Ocurre porque tenemos al mismo tiempo una clase empresarial, una burguesía meramente que piensa en su rentabilidad, sin ver la sociedad en su conjunto, en una visión con los compromisos y valores de la democracia; donde se supone que esa elite ha de sintonizar con la evolución social, política, económica y cultural. Alienados en sus cortos intereses corpóreos, trastocan la medianía de la Ley de Partidos. Llevaron al Tribunal Administrativo y allí plantearon que la referida ley, perjudicaba la libertad de empresa. Fue así que comenzaron los anuncios en televisión, radio y vallas. Una burguesía atrapada en la misma lisonja de una partidocracia sin sentido de la historia. ¡ Creen que la democracia es solamente mercado¡.
Cuando vamos a otros países, nos encontramos que existen regulaciones y actores económicos y políticos, se rigen por las reglas establecidas a fin de poder coadyuvar a una sociedad más equilibrada y con menos contaminación. Tenemos una burguesía que expresa una insondable flojedad, una rotunda flaqueza, endeblez que nos lleva a este cansancio de precampaña, donde actores “en competencia” no pueden forjar una idea, una conceptualización de nada.

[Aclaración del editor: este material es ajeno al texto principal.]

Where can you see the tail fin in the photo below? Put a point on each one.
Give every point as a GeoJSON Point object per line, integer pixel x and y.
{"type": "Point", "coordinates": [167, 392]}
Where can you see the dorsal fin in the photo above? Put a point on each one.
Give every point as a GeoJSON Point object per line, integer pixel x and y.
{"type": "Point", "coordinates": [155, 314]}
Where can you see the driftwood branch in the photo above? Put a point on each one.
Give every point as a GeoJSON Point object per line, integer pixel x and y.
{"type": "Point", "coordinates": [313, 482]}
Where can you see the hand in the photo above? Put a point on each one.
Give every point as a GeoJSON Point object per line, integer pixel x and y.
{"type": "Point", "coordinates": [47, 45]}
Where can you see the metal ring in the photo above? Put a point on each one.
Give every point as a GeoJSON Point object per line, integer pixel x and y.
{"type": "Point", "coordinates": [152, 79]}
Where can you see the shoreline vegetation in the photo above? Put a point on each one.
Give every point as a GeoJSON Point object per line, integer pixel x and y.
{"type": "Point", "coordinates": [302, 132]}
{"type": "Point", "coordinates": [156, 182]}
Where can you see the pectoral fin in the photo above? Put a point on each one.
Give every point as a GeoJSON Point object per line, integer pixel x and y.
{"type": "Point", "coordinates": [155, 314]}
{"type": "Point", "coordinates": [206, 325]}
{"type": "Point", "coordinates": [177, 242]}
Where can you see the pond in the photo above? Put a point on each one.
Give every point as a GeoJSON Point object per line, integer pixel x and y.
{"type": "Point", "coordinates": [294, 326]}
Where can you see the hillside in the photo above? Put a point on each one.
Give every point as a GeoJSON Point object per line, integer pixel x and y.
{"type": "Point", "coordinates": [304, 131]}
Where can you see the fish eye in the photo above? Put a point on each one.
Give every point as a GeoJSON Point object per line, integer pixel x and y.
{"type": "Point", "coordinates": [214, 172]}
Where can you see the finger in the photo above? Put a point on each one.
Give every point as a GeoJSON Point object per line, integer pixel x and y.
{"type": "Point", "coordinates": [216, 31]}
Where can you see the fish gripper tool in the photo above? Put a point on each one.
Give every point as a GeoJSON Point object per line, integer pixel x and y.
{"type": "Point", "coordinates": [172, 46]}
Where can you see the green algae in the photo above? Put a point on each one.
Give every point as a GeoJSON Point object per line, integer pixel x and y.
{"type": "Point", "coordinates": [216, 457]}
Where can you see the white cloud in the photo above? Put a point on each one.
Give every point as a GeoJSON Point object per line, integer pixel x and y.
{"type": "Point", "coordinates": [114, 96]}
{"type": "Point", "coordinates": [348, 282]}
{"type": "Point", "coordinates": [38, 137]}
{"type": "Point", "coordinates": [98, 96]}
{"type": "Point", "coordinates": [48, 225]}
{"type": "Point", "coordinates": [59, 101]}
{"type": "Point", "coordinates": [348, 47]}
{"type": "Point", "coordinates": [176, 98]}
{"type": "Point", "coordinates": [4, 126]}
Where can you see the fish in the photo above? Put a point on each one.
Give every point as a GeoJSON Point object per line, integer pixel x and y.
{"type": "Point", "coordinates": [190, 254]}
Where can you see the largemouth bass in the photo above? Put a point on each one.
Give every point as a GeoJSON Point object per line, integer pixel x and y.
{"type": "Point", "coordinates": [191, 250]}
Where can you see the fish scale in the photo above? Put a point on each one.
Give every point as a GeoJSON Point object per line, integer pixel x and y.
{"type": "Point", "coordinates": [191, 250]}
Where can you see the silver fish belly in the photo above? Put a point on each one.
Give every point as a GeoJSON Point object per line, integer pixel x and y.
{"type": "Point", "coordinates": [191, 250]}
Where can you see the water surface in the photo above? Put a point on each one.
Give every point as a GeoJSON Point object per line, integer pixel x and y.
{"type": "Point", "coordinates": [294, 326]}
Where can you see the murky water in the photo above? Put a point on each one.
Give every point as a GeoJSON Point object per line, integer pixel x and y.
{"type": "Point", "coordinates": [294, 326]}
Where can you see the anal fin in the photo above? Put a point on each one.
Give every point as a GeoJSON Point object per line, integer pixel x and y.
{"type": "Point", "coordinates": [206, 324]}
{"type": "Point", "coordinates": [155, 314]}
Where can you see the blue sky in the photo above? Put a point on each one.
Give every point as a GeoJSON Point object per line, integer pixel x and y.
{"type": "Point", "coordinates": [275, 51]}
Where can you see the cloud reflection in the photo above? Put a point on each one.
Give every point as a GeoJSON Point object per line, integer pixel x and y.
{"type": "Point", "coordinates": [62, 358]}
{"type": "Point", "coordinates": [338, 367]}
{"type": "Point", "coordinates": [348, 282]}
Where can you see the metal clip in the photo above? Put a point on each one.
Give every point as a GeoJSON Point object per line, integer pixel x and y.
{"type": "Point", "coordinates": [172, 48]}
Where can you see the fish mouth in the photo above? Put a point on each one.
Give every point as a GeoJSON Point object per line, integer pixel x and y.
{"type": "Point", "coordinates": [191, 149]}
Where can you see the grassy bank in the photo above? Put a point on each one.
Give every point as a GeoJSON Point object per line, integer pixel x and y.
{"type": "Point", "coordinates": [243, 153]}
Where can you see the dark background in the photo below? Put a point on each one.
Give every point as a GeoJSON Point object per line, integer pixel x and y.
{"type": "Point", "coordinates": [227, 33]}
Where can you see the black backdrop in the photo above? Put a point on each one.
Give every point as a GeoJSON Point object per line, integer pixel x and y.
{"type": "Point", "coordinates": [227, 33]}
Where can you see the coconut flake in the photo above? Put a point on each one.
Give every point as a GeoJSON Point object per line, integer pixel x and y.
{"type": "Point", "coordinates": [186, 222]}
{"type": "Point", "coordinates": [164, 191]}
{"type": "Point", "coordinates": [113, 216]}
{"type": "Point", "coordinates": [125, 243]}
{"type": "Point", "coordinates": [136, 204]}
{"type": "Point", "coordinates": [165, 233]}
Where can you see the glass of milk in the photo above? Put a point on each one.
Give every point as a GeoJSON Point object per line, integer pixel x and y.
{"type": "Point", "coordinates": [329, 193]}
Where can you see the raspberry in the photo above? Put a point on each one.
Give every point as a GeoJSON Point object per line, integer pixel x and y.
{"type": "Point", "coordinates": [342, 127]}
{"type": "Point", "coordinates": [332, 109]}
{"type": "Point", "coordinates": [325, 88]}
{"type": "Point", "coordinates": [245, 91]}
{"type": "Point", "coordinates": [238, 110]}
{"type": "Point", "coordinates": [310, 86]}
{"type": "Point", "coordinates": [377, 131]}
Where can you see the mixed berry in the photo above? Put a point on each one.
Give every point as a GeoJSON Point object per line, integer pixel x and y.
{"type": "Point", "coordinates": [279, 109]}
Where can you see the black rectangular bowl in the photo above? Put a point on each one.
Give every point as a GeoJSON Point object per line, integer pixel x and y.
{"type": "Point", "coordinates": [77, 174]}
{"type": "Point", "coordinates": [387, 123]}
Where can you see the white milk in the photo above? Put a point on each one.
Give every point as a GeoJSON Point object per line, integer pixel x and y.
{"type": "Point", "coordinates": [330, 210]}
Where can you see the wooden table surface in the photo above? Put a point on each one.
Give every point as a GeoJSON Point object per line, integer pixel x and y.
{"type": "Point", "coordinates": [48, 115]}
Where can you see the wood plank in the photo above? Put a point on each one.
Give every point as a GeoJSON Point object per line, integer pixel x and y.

Los apologistas del candidato sin orografía, sin relieves, sin mapas, un engendro del pantano artificial, un invento que anida encono, aversión, rencor con el país, con la democracia, de parte de sus artífices. Un soporte gubernamental que nos agrieta como país y someten a la incertidumbre a la Nación toda. ¡ Cimentado sobre un marketing político desenfadado, sin marca política, sin atributos ciertos, sin un relato de campaña creíble¡. Solo la plutocracia jorobando la vida, estropeando aún más la calidad de la democracia.
¡ Perforemos el cerco del miedo que da pábulo a los pantanos artificiales de la democracia dominicana, a fin de que no siga este cauce famélico, diabético y caricaturesco de nuestra democracia¡.